Genting Plantations (GENP MK)

Genting Plantations is exploring land monetization opportunities in Johor, marking its entry into property development. Rated as “Hold” with a TP of RM5.90, the company anticipates a 10.9% total return. Its plans for a 1,200-acre industrial park in Batu Pahat highlight its strategic initiatives.

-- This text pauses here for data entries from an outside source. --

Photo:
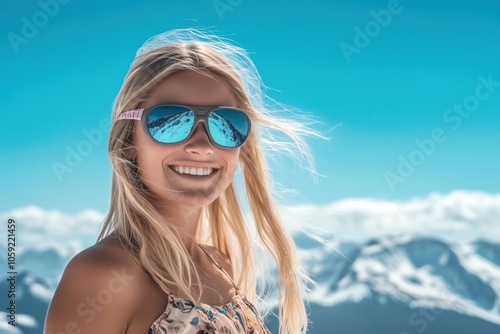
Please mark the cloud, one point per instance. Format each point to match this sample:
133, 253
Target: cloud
459, 216
37, 227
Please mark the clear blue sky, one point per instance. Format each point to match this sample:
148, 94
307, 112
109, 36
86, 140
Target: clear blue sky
388, 88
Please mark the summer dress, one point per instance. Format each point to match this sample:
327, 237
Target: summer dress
182, 316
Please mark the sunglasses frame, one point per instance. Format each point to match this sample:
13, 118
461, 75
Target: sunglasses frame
201, 114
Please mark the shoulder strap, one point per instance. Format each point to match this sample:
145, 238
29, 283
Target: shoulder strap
220, 268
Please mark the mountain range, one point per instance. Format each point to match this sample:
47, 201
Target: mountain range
393, 284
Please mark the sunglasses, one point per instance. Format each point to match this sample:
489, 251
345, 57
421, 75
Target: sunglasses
227, 127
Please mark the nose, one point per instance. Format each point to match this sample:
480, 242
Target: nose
199, 144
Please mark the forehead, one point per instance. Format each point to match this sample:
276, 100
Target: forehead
192, 88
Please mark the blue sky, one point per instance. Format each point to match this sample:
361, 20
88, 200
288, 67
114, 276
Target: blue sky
399, 88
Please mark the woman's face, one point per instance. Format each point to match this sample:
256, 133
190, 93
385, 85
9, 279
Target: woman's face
160, 165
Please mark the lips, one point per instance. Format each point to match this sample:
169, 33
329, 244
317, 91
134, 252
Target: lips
190, 170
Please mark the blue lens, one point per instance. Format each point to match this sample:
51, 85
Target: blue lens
170, 124
228, 127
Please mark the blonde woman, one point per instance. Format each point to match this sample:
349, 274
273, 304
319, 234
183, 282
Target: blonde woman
176, 252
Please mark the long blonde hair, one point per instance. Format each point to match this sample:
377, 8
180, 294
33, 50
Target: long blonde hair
155, 243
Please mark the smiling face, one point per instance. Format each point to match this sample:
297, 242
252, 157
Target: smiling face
194, 172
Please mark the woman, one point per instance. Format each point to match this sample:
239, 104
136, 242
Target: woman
175, 254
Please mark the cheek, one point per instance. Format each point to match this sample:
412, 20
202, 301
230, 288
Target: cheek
231, 158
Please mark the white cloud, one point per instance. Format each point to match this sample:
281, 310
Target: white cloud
459, 216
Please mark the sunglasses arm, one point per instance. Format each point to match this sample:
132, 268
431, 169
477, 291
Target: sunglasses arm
131, 114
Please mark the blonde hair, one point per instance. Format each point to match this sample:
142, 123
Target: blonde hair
133, 216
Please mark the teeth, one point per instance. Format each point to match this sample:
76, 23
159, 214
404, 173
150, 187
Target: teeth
193, 171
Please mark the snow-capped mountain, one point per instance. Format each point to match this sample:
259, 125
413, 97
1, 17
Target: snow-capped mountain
402, 285
32, 297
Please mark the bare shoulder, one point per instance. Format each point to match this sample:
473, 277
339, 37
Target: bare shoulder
98, 292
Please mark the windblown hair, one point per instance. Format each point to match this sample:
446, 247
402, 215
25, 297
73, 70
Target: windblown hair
154, 241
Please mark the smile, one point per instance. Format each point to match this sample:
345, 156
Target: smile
200, 171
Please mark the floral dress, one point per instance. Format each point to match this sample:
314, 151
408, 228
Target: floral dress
182, 316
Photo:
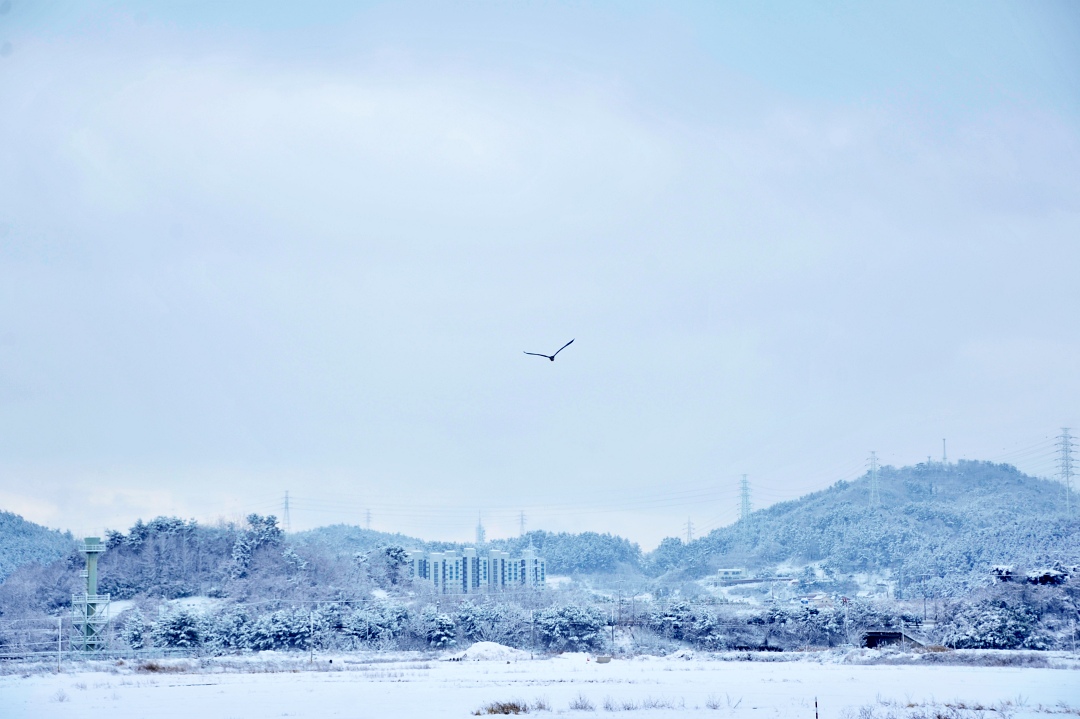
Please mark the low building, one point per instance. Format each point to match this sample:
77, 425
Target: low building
876, 638
471, 571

SKP Resources Bhd (SKP MK)

Within the technology sector, SKP Resources is recognized for its EMS presence in Johor, benefiting from the assembly of higher-end industrial products. The company is recommended as “Add” with a TP of RM1.35, projecting a 36.1% total return. Its established presence enhances its prospects in the region.

VS Industry Bhd (VSI MK)

VS Industry, a key player in the EMS space, is set to capitalize on JS-SEZ’s opportunities. With a “Hold” rating and a TP of RM1.03, VSI expects a 1.3% total return. The company’s strategic positioning in Johor supports its growth trajectory.

Conclusion

The JS-SEZ represents a transformative economic collaboration between Malaysia and Singapore. As companies position themselves to harness the benefits of this strategic zone, investors have a unique opportunity to engage with key players driving the region’s growth. By aligning with these companies, stakeholders can anticipate significant returns and participate in shaping the future of the ASEAN economic landscape.